One of them, state Sen. Bill Brady, supports limits for all lawmakers and the governor. Two others, state Sen. Kirk Dillard and state Treasurer Dan Rutherford, say only the roles of legislative leaders should be capped, according to their answers on a campaign questionnaire from The Associated Press.

The term limits issue, long popular with voters but never adopted in Illinois, was forced into the campaign by the fourth contender, Bruce Rauner, a Winnetka businessman who has never held office and is pushing for a constitutional amendment on the November ballot that would limit legislators to eight years. But he wouldn’t legally limit a governor’s tenure, instead promising to “self-impose” an eight-year limit on himself if he wins.

For months, discussion of the issue has overlapped with another central issue in the governor’s race — whether Illinois wants a “career politician” or a self-styled “outsider” to run the state for the next four years, and for that matter, how exactly to define a career politician.

“When Bruce stands here and says the three of us are part of the problem — all three of us are citizen legislators,” Dillard, a 20-year senator who is also a partner at a Chicago law firm, said at a candidate debate. “We all have private sector experience…I’m not part of the problem.”

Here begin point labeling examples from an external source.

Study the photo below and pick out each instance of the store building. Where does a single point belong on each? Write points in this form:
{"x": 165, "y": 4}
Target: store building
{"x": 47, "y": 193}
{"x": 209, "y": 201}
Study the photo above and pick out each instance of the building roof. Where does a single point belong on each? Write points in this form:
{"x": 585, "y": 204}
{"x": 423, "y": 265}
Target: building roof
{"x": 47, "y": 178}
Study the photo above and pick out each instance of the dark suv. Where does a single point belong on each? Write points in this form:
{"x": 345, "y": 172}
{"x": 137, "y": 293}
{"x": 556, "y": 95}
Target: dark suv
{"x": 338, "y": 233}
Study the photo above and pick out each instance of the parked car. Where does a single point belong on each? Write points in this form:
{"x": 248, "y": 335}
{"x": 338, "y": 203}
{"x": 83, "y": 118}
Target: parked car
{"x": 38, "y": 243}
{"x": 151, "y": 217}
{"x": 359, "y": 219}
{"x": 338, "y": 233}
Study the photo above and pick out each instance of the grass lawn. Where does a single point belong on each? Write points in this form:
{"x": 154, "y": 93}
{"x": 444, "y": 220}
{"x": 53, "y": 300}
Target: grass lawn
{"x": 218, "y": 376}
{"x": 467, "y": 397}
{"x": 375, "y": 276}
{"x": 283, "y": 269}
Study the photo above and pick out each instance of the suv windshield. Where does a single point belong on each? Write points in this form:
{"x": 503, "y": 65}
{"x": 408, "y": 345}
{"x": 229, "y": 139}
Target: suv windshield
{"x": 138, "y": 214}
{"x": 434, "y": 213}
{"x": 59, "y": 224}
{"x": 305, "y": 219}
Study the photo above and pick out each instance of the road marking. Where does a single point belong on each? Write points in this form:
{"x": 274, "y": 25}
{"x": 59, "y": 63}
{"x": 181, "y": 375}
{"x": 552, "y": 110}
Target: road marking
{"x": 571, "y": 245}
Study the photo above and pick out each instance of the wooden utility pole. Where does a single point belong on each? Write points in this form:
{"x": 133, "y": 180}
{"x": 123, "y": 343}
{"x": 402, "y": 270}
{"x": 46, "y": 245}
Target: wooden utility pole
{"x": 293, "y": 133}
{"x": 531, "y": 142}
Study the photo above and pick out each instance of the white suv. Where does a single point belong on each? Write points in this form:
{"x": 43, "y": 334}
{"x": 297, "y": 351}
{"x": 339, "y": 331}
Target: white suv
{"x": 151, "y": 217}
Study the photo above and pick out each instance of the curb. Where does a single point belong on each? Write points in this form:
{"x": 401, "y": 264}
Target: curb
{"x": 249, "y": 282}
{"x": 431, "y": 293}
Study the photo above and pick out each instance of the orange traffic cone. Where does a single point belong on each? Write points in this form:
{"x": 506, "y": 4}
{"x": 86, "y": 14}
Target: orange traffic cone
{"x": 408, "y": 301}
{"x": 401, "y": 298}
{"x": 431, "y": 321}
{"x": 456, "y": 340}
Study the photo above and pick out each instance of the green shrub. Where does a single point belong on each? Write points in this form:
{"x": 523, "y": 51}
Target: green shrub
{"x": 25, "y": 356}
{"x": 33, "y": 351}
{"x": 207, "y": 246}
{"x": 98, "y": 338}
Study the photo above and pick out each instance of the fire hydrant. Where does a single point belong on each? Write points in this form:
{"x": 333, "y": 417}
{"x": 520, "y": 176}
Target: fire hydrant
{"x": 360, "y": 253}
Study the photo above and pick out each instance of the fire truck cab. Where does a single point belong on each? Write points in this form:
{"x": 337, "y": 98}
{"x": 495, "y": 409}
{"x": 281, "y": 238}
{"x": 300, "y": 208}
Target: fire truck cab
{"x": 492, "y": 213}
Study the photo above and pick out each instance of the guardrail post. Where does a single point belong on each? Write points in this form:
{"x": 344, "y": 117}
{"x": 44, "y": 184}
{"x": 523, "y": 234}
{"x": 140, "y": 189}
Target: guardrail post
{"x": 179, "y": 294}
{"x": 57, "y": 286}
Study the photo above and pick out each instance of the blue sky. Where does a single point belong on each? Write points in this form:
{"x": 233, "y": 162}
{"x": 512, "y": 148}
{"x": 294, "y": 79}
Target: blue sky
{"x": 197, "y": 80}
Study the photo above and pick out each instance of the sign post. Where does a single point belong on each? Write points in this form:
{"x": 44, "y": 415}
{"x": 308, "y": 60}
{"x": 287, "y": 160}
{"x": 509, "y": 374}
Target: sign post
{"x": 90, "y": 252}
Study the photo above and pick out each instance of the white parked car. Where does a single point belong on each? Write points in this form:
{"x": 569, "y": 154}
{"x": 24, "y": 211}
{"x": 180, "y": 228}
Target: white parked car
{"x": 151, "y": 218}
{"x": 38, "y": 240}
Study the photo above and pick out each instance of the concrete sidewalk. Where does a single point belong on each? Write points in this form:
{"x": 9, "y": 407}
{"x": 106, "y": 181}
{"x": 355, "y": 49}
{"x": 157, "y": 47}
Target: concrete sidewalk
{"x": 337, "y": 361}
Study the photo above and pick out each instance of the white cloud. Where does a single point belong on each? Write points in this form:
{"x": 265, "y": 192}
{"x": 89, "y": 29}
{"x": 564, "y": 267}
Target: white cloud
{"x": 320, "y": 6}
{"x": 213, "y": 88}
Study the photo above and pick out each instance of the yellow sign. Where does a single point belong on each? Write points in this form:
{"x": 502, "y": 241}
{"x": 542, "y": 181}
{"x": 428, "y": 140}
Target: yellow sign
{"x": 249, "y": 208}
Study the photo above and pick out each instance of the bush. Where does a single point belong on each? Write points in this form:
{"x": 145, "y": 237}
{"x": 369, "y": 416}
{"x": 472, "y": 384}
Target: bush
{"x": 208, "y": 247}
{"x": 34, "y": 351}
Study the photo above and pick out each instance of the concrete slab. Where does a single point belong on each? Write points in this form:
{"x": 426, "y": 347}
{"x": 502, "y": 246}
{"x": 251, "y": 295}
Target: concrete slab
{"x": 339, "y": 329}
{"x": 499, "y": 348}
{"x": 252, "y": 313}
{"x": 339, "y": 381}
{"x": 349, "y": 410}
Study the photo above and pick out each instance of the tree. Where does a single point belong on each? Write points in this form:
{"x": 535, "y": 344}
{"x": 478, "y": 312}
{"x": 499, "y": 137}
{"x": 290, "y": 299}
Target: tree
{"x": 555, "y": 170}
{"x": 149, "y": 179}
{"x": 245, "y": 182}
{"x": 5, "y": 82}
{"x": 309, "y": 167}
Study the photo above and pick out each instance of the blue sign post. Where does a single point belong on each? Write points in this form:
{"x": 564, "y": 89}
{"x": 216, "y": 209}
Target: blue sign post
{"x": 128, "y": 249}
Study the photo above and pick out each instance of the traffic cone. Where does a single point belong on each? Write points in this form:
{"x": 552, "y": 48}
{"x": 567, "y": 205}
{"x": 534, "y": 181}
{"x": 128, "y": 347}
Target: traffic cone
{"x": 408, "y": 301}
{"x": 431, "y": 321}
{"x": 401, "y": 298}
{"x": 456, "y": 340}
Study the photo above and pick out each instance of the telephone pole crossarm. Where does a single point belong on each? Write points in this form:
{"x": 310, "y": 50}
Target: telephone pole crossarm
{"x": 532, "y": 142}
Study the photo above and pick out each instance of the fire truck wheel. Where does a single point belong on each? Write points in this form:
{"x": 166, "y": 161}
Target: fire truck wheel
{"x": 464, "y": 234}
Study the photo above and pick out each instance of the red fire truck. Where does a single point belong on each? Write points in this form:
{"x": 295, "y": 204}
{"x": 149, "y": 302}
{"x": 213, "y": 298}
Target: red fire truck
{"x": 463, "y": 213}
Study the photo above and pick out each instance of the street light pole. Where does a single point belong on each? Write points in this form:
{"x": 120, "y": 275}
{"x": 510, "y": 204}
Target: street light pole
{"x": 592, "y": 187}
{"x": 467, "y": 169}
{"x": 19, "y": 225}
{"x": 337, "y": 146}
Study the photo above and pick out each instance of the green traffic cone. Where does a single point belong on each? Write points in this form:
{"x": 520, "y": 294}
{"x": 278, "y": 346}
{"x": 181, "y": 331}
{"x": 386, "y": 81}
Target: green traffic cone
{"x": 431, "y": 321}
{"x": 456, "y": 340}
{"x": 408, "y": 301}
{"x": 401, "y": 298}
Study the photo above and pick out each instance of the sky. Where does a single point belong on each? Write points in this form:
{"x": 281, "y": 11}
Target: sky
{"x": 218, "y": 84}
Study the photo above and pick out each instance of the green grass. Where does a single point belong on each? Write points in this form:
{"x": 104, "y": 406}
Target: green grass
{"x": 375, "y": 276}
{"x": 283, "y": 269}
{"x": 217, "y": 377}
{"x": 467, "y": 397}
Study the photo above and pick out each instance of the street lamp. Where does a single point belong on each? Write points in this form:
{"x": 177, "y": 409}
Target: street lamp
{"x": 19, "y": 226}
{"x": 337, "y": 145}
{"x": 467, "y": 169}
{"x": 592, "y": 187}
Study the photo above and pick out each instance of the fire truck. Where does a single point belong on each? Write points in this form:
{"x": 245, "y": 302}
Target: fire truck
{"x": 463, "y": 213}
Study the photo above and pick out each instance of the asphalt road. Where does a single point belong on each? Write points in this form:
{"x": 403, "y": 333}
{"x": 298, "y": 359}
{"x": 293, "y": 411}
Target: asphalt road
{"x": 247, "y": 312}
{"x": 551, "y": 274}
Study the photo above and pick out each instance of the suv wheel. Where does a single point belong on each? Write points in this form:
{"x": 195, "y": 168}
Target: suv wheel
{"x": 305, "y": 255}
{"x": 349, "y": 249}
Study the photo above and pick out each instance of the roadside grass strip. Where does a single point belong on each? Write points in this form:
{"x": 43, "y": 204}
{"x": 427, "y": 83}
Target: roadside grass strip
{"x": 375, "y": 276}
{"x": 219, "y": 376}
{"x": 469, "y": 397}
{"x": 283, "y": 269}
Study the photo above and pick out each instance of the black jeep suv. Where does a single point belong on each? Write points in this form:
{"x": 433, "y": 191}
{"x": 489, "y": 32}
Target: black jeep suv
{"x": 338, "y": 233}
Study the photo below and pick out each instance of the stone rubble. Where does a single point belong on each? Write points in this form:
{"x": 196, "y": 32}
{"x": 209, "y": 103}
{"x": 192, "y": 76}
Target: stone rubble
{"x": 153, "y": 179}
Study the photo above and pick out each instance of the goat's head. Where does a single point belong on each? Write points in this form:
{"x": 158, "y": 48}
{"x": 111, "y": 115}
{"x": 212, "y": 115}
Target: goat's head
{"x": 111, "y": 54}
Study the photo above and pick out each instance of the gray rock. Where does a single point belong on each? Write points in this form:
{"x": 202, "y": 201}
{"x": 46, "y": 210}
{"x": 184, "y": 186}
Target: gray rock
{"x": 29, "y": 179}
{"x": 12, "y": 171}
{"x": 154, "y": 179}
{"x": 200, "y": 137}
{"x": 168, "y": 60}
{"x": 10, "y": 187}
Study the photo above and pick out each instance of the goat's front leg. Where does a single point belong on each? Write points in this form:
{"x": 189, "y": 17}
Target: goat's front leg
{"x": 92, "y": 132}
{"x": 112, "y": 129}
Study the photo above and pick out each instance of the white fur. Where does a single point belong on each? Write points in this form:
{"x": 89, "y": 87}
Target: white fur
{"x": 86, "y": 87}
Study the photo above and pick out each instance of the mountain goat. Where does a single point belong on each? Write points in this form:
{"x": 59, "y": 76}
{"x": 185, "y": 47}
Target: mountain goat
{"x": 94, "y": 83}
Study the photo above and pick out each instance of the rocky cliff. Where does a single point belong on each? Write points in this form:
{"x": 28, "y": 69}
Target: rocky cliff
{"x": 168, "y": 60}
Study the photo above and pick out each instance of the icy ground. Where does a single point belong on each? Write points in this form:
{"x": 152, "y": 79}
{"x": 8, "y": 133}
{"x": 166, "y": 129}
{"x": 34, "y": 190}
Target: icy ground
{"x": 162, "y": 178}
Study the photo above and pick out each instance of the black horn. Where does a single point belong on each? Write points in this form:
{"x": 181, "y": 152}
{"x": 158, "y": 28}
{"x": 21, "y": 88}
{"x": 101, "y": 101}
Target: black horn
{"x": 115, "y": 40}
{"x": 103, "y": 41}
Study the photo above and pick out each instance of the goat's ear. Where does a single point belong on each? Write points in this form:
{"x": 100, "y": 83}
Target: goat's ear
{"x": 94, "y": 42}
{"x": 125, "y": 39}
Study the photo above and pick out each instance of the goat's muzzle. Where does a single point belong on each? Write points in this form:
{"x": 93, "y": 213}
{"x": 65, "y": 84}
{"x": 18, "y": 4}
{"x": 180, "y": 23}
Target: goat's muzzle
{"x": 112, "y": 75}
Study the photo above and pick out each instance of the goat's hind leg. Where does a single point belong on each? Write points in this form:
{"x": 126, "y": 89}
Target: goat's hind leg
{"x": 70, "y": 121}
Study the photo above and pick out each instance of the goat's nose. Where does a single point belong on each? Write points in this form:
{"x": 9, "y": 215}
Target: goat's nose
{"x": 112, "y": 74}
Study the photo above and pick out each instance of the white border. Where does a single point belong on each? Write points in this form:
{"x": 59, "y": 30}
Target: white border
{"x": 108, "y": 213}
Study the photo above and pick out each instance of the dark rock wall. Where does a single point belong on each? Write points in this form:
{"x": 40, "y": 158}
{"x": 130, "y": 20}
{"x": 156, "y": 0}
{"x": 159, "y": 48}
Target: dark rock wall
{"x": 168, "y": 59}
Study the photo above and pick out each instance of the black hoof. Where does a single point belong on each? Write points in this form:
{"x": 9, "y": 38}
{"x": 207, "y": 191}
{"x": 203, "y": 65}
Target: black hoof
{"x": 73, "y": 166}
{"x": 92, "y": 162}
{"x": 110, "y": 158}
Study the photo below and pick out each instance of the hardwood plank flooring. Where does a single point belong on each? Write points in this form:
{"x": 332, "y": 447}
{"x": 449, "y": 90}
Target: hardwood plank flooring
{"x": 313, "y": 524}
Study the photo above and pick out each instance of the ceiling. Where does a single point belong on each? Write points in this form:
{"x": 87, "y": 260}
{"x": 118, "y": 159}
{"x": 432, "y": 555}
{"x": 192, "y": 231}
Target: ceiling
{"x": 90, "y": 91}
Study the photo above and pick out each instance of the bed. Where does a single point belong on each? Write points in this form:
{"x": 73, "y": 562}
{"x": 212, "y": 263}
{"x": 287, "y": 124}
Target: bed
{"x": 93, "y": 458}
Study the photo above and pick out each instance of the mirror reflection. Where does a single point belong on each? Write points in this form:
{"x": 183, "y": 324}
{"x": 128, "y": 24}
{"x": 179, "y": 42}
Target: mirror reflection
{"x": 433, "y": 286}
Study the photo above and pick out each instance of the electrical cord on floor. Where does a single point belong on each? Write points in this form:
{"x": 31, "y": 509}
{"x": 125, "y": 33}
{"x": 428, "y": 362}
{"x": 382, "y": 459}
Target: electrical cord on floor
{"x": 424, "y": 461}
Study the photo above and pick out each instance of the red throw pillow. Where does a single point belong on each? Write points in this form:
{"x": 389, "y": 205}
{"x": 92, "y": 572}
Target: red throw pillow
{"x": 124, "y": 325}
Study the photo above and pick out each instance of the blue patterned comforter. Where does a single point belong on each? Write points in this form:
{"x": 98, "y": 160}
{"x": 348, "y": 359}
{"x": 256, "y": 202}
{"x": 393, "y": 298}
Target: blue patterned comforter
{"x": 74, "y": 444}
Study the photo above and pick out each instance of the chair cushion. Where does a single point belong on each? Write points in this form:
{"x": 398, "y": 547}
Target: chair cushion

The ballot proposal would place the eight-year limits on members of the Senate and House, among other structural changes to the Legislature. Nationwide, more than 20 states have adopted limits, but only about a dozen actually use them because some were either thrown out by courts or repealed.

Mark Campbell, spokesman for a Rauner-backed Term Limits and Legislative Reform Committee, said the initiative is approaching the 300,000 signatures needed by a May 6 deadline to put the measure on the ballot.

“Term limits is not a cure-all, but in a state as corrupt as Illinois, (it) will help eliminate the incentives for self-dealing and will help make politics about public service again,” Rauner wrote in his AP questionnaire.

But his opponents have derided the term-limit push as a “gimmick” that Rauner is using to boost his own campaign without considering negative effects in Springfield. They say the limits restrict voters’ right to choose the representative they want, deprive the lawmaking process of experience and inadvertently empower state bureaucrats.

Brady has been a senator since 2002 and served in the House for eight years before that. But he regularly talks about his work running a family-owned construction company as well as real estate business in Bloomington as evidence of what he calls his pro-business platform.

He has been vocal in backing term limits. He points to past term-limit legislation he’s sponsored, and says 10-year limits of service should be placed on members of each chamber, with statewide officers, including the governor, able to serve only one, four-year term.

He argues that the Legislature’s real problem is unrestricted terms for legislative leaders. He and others note that House Speaker Michael Madigan, a Chicago Democrat, has controlled his chamber for almost 30 years.

That also is the thrust of Dillard’s arguments. The Hinsdale Republican supports limits for legislative leaders, but not for rank and file lawmakers, contending that allowing voters to vote politicians out of office is “quicker and better.”

Dillard, a senator since 1994, regularly touts his government experience working for former Republican governors Jim Edgar and Jim Thompson. In the AP questionnaire, he wrote that Rauner’s proposal, particularly the element that consolidates Senate districts, would reduce downstate Illinois’ influence “while further empowering Chicago leaders.”

He stresses that the governorship isn’t an “entry-level job.” But he also notes that Rauner has worked with Chicago Mayor Rahm Emanuel and others on school reform and other political causes.

“Bruce Rauner is the king of all pay-to-play politics in the history of Illinois,” Dillard said.

Rutherford was in the House for 18 years before being elected treasurer in 2010. But he describes himself as a “citizen legislator” who simultaneously amassed decades of business experience with the ServiceMaster company, working to help the company expand licensing services abroad.

The Chenoa Republican says he only favors limiting the terms of legislative leaders, which would “discourage a consolidation of power in a few positions of influence not directly accountable to the voters.”

“I have been around as a citizen legislator enough to know what needs to get done,” Rutherford said. “I know the skill set it will take to turn Illinois around.”